How prices are Communicated to Consumers: The Fight over Prices on the Internet
Where’s the price? When it comes to prices, online retailers have a higher burden than their more traditional counterparts as companies, thanks to a 2004 Supreme Court ruling have gained considerable leeway in dictating how prices are communicated to consumers.
From Today's NYT:
Wary of the Internet’s tendency to relentlessly drive down prices, major brands and manufacturers — and now, book publishers — are striking back, deploying a variety of tactics and tools to control how their products are presented and priced online.
In many cases that freedom stems from a 2007 Supreme Court ruling in the case of Leegin Creative Leather Products v. PSKS. The ruling gave manufacturers considerably more leeway to dictate retail prices, once considered a violation of antitrust law, and it set a high legal hurdle for retailers to prove that this is bad for consumers.
Ever since that decision, retailers say manufacturers have become increasingly aggressive with one tool in particular: forbidding retailers from advertising their products for anything less than a certain price.
For offline retailers like Wal-Mart Stores and Best Buy, that means not dropping below those prices in the circulars and ads in newspapers. But online retailers have a greater burden. Manufacturers consider the product pages on sites like eBay and Amazon.com to be ads, and they complain whenever e-commerce sites set prices below the minimum price.
This leads the sites to replace prices with notes that say things like “To see our price, add this item to your cart.” One day last week, prices were missing on Amazon.com for an array of products like the Milwaukee Sub-Compact Driver drill kit, a Movado men’s Esperanza watch and an Onkyo 7.2-channel home theater receiver.
Having consumers add something to their cart before knowing the price is also an increasingly popular behavioral economics tactic.

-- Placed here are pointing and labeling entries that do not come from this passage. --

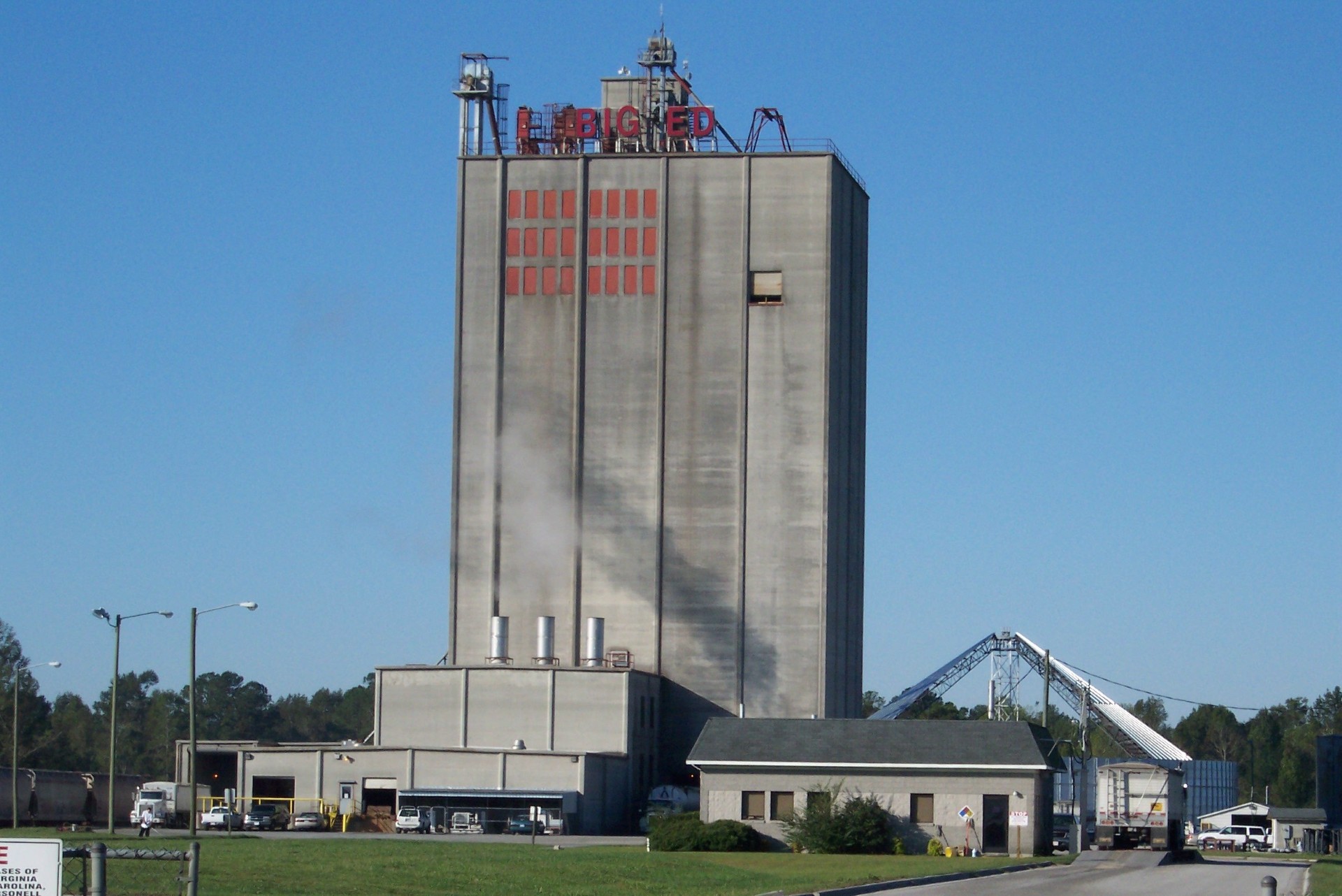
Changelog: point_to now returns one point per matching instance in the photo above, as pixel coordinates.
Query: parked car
(412, 820)
(220, 818)
(308, 821)
(266, 817)
(524, 824)
(1234, 837)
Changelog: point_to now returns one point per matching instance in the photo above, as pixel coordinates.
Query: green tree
(34, 710)
(1211, 732)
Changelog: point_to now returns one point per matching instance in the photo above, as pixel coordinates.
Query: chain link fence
(97, 871)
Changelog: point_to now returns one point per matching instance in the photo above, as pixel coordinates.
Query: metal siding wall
(477, 393)
(537, 512)
(621, 428)
(786, 439)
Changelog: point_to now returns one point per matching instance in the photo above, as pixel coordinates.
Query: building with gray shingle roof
(961, 782)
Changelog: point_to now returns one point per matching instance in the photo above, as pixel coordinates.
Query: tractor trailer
(168, 802)
(1139, 805)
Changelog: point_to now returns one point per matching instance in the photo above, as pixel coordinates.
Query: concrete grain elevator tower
(659, 401)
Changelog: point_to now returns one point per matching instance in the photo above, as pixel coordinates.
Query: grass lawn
(1326, 876)
(442, 865)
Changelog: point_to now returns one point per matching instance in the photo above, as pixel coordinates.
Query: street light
(112, 728)
(14, 763)
(246, 605)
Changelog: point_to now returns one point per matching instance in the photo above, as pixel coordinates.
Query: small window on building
(767, 287)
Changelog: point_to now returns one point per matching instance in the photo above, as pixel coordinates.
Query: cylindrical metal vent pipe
(498, 639)
(545, 640)
(593, 653)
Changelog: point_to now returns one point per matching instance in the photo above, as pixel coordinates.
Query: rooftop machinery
(1086, 700)
(654, 112)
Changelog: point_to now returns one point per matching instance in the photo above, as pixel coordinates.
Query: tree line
(1274, 747)
(68, 734)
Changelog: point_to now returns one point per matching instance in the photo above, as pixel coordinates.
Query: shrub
(859, 825)
(684, 832)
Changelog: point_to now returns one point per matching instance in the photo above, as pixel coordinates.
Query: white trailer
(1139, 805)
(168, 802)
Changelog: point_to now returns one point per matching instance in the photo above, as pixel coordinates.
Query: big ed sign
(30, 867)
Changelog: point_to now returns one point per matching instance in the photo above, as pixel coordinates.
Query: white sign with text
(30, 867)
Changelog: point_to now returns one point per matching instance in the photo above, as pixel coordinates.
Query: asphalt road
(1130, 874)
(565, 841)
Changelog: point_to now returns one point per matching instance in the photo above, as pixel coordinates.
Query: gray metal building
(659, 421)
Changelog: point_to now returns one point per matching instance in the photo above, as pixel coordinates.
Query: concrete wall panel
(786, 440)
(621, 423)
(589, 713)
(478, 322)
(513, 706)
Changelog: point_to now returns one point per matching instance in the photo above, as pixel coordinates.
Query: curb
(859, 890)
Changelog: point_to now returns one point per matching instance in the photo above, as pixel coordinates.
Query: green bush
(859, 825)
(685, 832)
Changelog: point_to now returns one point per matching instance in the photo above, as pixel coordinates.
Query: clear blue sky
(1105, 349)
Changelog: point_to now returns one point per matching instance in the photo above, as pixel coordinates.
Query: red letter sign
(627, 121)
(702, 121)
(587, 124)
(677, 121)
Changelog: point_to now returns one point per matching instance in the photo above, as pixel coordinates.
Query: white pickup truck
(220, 818)
(1234, 837)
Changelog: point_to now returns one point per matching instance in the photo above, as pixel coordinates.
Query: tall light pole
(14, 763)
(195, 614)
(112, 722)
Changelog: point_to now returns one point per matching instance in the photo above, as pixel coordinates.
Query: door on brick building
(995, 823)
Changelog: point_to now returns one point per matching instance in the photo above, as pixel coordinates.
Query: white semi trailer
(1139, 805)
(168, 802)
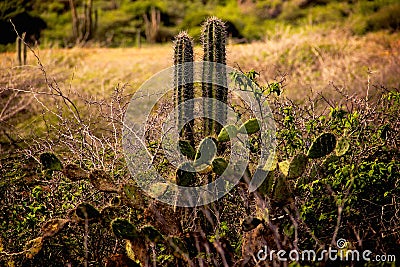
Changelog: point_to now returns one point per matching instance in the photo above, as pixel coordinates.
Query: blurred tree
(21, 14)
(82, 26)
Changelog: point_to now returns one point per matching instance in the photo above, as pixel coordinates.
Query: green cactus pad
(297, 166)
(158, 189)
(102, 181)
(53, 226)
(271, 163)
(228, 132)
(219, 165)
(151, 233)
(186, 149)
(251, 126)
(186, 175)
(284, 167)
(33, 247)
(50, 162)
(250, 223)
(122, 228)
(203, 168)
(206, 151)
(322, 146)
(342, 147)
(87, 211)
(74, 172)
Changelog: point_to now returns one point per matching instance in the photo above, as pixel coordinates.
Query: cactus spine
(214, 41)
(183, 84)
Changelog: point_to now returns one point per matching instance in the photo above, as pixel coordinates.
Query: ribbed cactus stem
(214, 41)
(183, 84)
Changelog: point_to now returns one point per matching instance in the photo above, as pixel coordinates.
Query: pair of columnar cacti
(214, 86)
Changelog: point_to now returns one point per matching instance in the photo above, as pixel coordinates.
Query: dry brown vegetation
(72, 102)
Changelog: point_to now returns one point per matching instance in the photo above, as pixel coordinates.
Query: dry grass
(312, 60)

Most online retailers complain that the missing prices confuse consumers and give an advantage to big chains like Wal-Mart, which do not bear the same burden in their stores. They also say the practice of enforcing minimum advertised prices has gradually spread from the consumer electronics business to companies in other industries like sporting goods and jewelry, which are also trying to stem the downward pressure of prices online.
Amazon declined to comment on the issue, but the company’s feelings on the matter are public. “Retailers like Amazon have the legal right to set their own prices independently, but some manufacturers place restrictions on how those prices may be communicated,” reads an explanation on Amazon product pages that lack prices. “We realize that this is an inconvenience and are regularly working to educate manufacturers on how their policies impact our customers.”